RAP Example Pipeline - Python using PySpark

❗ Warning: this repository may contain references internal to NHS England that cannot be accessed publicly

This repo contains a simple example pipeline to act as an example of RAP good-practice with Python.

Processes Flow-chart

flowchart TB 
    %% Input
    A_ts(Artificial HES data)
    B_ts(Script to pull down to CSV)
    B_one(Script to pull down to API)

    %% Processes
    C_ts(All of England)
    C_one(Regional distribution)
    C_two(ICB distribution)

    D_ts(Count the number of episodes)
    D_one(Number of unique individuals)


    %% Output
    E_ts(CSV output)
    E_one(Graph output)

    %% Generating flowchart
    subgraph Input
    A_ts:::thin_slice==>B_ts
    A_ts-->B_one
    end

    subgraph Processes
    B_ts:::thin_slice==>C_ts
    B_ts-->C_one
    B_ts-->C_two

    
    C_ts:::thin_slice==>D_ts
    C_ts-->D_one

 

    end

    subgraph Output
    D_ts:::thin_slice==>E_ts:::thin_slice
    D_ts-->E_one
    end

%% Colour formatting
classDef thin_slice fill:#CCFFCC,stroke:#333,stroke-width:4px

Contact

This repository is maintained by the NHS England Data Science Team.

To contact us raise an issue on Github or via email.

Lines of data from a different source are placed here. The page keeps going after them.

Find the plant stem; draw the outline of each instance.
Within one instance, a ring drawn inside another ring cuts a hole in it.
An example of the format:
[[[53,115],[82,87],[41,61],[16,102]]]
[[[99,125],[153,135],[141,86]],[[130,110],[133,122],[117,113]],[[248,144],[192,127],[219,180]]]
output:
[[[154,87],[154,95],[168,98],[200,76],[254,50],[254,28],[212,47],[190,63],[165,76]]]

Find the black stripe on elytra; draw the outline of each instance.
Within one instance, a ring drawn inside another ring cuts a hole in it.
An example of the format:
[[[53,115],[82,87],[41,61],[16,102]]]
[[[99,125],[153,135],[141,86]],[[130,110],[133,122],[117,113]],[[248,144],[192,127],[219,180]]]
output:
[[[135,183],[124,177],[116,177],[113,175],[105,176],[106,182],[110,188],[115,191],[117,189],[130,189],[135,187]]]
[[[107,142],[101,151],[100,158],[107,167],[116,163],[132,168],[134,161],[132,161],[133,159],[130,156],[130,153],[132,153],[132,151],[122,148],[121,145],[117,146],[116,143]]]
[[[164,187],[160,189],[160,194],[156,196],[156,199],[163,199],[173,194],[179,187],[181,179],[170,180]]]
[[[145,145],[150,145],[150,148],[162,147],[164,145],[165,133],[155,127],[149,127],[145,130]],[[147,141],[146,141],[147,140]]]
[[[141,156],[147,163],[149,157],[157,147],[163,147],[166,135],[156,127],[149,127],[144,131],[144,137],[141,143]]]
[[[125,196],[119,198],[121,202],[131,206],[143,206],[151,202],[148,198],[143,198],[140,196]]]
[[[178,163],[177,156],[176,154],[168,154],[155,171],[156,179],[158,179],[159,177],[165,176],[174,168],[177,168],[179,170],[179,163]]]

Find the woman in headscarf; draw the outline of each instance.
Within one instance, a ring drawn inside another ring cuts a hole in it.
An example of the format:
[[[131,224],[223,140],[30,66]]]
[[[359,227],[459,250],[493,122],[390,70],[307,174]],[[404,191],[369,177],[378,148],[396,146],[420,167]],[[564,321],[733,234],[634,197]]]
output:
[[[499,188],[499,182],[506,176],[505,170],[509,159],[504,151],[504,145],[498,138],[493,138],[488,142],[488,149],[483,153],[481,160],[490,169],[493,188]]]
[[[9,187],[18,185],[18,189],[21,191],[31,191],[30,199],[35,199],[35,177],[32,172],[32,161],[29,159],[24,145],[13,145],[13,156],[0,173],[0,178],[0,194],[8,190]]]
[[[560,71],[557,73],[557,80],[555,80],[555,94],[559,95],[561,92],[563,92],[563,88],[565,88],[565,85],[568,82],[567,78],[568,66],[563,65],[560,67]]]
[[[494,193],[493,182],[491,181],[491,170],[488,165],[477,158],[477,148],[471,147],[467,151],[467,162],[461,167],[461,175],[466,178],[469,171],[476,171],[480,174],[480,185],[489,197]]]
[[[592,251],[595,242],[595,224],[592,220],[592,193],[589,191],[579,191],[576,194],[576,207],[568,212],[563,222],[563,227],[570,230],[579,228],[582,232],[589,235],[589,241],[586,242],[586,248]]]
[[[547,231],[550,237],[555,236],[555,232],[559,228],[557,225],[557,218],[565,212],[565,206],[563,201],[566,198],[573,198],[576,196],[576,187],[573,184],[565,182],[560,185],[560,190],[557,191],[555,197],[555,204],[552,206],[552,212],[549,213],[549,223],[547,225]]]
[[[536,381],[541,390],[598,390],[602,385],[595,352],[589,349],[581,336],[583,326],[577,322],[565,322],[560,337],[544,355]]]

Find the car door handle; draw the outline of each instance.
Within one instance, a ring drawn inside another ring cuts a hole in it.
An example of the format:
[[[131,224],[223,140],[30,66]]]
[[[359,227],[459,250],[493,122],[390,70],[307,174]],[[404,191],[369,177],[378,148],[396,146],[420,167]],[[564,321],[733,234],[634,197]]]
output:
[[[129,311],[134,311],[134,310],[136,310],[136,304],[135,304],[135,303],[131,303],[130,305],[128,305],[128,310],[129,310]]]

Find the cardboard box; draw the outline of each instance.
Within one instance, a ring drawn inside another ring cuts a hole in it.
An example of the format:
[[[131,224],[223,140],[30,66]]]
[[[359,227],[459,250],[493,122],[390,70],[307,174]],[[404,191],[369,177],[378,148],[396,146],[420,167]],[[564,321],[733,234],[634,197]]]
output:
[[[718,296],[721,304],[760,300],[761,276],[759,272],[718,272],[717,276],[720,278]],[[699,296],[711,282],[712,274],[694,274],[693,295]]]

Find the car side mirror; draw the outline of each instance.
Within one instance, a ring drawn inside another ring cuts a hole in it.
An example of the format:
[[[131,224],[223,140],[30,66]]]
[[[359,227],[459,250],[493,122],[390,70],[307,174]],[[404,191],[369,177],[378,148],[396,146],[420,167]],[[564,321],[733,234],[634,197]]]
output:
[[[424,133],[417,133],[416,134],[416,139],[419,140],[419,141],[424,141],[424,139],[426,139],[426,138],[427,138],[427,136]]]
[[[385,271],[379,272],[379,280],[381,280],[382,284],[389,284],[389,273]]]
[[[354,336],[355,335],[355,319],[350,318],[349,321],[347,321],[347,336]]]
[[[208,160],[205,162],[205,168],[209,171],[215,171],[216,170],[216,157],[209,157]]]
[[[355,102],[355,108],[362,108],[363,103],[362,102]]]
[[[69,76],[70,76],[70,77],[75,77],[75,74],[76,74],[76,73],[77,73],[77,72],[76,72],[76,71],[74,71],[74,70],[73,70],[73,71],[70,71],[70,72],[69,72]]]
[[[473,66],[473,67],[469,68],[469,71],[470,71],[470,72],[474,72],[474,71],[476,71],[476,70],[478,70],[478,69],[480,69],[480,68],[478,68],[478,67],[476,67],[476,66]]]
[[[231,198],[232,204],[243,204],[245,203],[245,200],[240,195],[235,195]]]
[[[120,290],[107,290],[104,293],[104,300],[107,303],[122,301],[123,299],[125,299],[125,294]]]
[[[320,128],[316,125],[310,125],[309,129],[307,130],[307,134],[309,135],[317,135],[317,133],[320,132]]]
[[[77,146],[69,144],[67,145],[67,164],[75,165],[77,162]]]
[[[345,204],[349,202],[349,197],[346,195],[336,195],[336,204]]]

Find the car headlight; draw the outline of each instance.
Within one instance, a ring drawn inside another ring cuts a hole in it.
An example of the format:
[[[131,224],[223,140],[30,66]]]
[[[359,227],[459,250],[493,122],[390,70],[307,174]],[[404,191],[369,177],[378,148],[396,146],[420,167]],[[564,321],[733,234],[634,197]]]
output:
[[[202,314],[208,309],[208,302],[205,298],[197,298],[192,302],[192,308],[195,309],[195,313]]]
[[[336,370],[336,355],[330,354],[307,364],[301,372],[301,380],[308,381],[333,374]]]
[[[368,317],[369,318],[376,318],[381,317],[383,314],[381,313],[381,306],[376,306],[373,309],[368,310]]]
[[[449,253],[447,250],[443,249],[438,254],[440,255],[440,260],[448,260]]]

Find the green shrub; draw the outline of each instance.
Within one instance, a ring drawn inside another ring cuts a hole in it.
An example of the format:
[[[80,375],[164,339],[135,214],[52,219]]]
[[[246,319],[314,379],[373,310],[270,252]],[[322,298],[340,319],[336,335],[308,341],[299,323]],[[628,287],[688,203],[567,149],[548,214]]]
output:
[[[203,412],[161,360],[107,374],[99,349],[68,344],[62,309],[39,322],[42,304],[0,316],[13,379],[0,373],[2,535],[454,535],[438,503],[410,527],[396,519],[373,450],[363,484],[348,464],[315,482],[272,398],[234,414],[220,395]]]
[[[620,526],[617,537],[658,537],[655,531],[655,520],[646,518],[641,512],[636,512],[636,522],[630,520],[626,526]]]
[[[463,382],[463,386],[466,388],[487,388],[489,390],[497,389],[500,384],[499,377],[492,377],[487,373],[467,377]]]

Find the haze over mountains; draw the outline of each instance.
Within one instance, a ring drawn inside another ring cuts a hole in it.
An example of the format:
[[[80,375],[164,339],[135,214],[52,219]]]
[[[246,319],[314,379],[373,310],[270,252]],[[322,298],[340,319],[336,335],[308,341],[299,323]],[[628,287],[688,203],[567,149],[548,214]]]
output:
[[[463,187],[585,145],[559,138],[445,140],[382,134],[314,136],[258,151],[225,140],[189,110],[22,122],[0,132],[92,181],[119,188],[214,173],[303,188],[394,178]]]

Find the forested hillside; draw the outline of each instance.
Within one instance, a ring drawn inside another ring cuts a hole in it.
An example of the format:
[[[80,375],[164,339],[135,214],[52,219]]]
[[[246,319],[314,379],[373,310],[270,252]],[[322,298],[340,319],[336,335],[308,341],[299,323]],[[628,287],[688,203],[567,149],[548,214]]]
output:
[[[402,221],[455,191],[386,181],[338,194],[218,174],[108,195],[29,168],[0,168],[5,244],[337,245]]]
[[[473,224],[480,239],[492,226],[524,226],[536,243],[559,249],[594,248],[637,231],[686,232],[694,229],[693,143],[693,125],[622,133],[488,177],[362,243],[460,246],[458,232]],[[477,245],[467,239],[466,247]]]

See our (and our colleagues') other work here: NHS England Analytical Services

Description

Reproducible Analytical Pipelines can seem quite abstract - so this repo is meant to serve as a real example, that anyone can run, to see RAP in action.

The pipeline uses artificial HES data, which was chosen as it is "like" real data used in our industry, but also freely available.

This example pipeline uses Apache Spark, which will be installed locally in your environment when you go through the "Getting Started" steps below.

The pipeline follows three steps which are common to almost all analytical pipelines:

Getting the data - in this case we download the artificial HES data as a CSV which is saved into folder called 'data_in' on your machine (see the code in src/data_ingestion)
Processing the data - the data is aggregated using Spark's python API, PySpark (the code for this is in src/processing)
Saving the processed data - the processed data is saved as a csv in a folder called 'data_out' (see the code in src/data_exports)

Prerequisites

This code requires:

Python (> 3.6), the official Python website has instructions for downloading and installing python.
Java - you will also need to have Java 8/11 installed, and your JAVA_HOME variable correctly set.

Getting Started

Clone the repository. To learn about what this means, and how to use Git, see the Git guide.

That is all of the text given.